To understand the root causes of variability in HRQOL among AfAm breast and prostate cancer survivors,
this study proposes to (1) identify significant domains of causal influence on HRQOL among AfAm survivors;
(2) specify the paths from these domains to survivors’ HRQOL; (3) identify modifiable factors affecting the
strength of these paths; and (4) specify targets of change for future interventions. Our theoretical model draws
heavily on a social-ecological model of health and assumes that the domains of influence include significant
stressors linked to racial group membership that result from interpersonal, institutionalized, and structural
racism and socioeconomic adversity in the U.S. We will test this model in a four-wave longitudinal study,
recruiting 600 participants from a National Cancer Institute-funded infrastructure grant of 5500 AfAm cancer
survivors living in metropolitan Detroit. The study will address the following Specific Aims:
Aim 1. 1a. To use an academic-community collaboration to create a theoretically and community-grounded
model of variability in HRQOL among AfAm cancer survivors. 1b. To evaluate the success of the collaboration
with a systematic evaluation of community stakeholders’ perceptions of, and attitudes toward, the collaboration
Aim 2. To conduct a four-wave longitudinal study of 600 AfAm cancer survivors that empirically tests the
relationships proposed in our social-ecological model.
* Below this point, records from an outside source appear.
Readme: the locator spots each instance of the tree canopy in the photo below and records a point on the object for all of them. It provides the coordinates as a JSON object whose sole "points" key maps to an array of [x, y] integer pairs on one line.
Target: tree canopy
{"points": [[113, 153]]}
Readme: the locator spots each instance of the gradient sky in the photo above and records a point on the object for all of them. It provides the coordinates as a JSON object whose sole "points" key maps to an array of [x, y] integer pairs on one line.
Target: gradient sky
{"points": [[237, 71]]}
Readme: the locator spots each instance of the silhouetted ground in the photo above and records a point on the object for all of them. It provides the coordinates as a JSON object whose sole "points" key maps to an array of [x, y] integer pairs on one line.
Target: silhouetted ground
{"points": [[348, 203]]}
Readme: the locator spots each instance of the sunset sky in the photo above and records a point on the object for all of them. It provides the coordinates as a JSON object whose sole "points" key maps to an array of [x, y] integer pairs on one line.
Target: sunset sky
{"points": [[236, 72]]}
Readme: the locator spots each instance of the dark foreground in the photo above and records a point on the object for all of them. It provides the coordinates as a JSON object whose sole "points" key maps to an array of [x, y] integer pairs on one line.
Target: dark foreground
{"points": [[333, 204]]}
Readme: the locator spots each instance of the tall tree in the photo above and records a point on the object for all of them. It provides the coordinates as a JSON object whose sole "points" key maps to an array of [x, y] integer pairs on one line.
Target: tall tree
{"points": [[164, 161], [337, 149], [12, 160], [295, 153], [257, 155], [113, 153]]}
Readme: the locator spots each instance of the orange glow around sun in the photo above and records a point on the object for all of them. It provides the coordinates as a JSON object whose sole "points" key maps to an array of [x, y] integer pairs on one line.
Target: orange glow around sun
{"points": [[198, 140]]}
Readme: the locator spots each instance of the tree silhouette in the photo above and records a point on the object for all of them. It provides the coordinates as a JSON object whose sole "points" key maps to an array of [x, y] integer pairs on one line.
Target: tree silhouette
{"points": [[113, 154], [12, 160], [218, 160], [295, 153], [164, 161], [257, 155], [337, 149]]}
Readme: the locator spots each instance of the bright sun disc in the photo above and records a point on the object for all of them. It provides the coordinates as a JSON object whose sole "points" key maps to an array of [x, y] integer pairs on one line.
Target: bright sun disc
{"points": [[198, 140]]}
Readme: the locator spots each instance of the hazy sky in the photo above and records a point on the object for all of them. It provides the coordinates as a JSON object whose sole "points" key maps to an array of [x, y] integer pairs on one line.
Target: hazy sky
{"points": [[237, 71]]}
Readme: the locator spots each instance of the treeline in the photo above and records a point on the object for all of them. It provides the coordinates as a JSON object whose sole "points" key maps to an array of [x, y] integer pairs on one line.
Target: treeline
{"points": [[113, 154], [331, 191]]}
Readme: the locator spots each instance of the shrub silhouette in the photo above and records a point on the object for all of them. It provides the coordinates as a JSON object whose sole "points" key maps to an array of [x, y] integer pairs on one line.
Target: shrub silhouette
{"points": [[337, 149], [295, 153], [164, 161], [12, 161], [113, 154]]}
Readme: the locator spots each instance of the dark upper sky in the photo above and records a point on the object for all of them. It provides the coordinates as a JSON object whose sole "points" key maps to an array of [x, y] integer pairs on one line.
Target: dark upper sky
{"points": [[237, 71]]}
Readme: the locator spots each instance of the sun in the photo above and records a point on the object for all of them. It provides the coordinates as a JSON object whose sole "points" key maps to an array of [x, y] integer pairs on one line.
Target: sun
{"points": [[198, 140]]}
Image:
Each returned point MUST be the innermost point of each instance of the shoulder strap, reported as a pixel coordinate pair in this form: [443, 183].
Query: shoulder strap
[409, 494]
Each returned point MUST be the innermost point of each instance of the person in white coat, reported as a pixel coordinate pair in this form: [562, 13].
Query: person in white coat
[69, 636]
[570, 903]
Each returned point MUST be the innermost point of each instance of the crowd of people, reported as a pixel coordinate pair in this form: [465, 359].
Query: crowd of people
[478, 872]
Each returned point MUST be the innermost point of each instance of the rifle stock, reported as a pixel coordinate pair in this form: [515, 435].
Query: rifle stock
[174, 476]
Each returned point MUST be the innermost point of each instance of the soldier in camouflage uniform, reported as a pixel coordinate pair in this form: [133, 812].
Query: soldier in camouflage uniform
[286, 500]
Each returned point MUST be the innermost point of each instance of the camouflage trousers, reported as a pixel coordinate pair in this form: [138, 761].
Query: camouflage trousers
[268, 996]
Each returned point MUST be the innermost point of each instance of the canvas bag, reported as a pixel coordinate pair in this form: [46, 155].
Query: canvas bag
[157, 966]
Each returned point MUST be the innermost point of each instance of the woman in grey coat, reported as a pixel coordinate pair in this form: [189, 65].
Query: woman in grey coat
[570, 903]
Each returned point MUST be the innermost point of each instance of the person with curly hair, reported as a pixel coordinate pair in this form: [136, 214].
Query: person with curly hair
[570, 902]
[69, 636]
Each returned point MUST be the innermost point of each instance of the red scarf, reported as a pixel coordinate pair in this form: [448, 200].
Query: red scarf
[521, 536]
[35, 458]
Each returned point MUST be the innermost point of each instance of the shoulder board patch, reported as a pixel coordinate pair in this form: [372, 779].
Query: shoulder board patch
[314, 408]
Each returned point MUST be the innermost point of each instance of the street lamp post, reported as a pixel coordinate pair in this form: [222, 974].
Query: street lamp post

Aim 3. To collaborate with the community stakeholders in the dissemination of study findings to scientific
and lay audiences and to translate study findings and inform future interventions.
The paths through which race-related community, interpersonal, and individual domains of influence may
affect the HRQOL of AfAm cancer survivors have not been comprehensively investigated with a longitudinal
design. Nor has academic research on AfAm cancer survivors combined a theoretically-driven approach with
strong community engagement to develop and test a social-ecological model and disseminate study findings.
We expect findings from this study will help to identify modifiable targets of change and risk profiles and inform
the development of interventions to address causes of poor HRQOL experienced by AfAm survivors.